Esr1+ hypothalamic-habenula neurons shape aversive states.

Excitatory projections from the lateral hypothalamic area (LHA) to the lateral habenula (LHb) drive aversive responses. We used patch-sequencing (Patch-seq) guided multimodal classification to define the structural and functional heterogeneity of the LHA-LHb pathway. Our classification identified six glutamatergic neuron types with unique electrophysiological properties, molecular profiles and projection patterns. We found that genetically defined LHA-LHb neurons signal distinct aspects of emotional or naturalistic behaviors, such as estrogen receptor 1-expressing (Esr1+) LHA-LHb neurons induce aversion, whereas neuropeptide Y-expressing (Npy+) LHA-LHb neurons control rearing behavior. Repeated optogenetic drive of Esr1+ LHA-LHb neurons induces a behaviorally persistent aversive state, and large-scale recordings showed a region-specific neural representation of the aversive signals in the prelimbic region of the prefrontal cortex. We further found that exposure to unpredictable mild shocks induced a sex-specific sensitivity to develop a stress state in female mice, which was associated with a specific shift in the intrinsic properties of bursting-type Esr1+ LHA-LHb neurons. In summary, we describe the diversity of LHA-LHb neuron types and provide evidence for the role of Esr1+ neurons in aversion and sexually dimorphic stress sensitivity.
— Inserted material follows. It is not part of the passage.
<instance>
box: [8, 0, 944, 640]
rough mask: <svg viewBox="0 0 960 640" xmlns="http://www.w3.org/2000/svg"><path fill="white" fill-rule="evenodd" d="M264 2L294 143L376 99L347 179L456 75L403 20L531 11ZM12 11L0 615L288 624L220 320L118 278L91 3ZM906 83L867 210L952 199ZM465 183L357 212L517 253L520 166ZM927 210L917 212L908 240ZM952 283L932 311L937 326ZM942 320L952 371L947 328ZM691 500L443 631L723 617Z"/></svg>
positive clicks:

Neural mechanism of acute stress regulation by trace aminergic signalling in the lateral habenula in male mice.

Stress management is necessary for vertebrate survival. Chronic stress drives depression by excitation of the lateral habenula (LHb), which silences dopaminergic neurons in the ventral tegmental area (VTA) via GABAergic neuronal projection from the rostromedial tegmental nucleus (RMTg). However, the effect of acute stress on this LHb-RMTg-VTA pathway is not clearly understood. Here, we used fluorescent in situ hybridisation and in vivo electrophysiology in mice to show that LHb aromatic L-amino acid decarboxylase-expressing neurons (D-neurons) are activated by acute stressors and suppress RMTg GABAergic neurons via trace aminergic signalling, thus activating VTA dopaminergic neurons. We show that the LHb regulates RMTg GABAergic neurons biphasically under acute stress. This study, carried out on male mice, has elucidated a molecular mechanism in the efferent LHb-RMTg-VTA pathway whereby trace aminergic signalling enables the brain to manage acute stress by preventing the hypoactivity of VTA dopaminergic neurons.

Lateral septum adenosine A2A receptors control stress-induced depressive-like behaviors via signaling to the hypothalamus and habenula.

Major depressive disorder ranks as a major burden of disease worldwide, yet the current antidepressant medications are limited by frequent non-responsiveness and significant side effects. The lateral septum (LS) is thought to control of depression, however, the cellular and circuit substrates are largely unknown. Here, we identified a subpopulation of LS GABAergic adenosine A2A receptors (A2AR)-positive neurons mediating depressive symptoms via direct projects to the lateral habenula (LHb) and the dorsomedial hypothalamus (DMH). Activation of A2AR in the LS augmented the spiking frequency of A2AR-positive neurons leading to a decreased activation of surrounding neurons and the bi-directional manipulation of LS-A2AR activity demonstrated that LS-A2ARs are necessary and sufficient to trigger depressive phenotypes. Thus, the optogenetic modulation (stimulation or inhibition) of LS-A2AR-positive neuronal activity or LS-A2AR-positive neurons projection terminals to the LHb or DMH, phenocopied depressive behaviors. Moreover, A2AR are upregulated in the LS in two male mouse models of repeated stress-induced depression. This identification that aberrantly increased A2AR signaling in the LS is a critical upstream regulator of repeated stress-induced depressive-like behaviors provides a neurophysiological and circuit-based justification of the antidepressant potential of A2AR antagonists, prompting their clinical translation.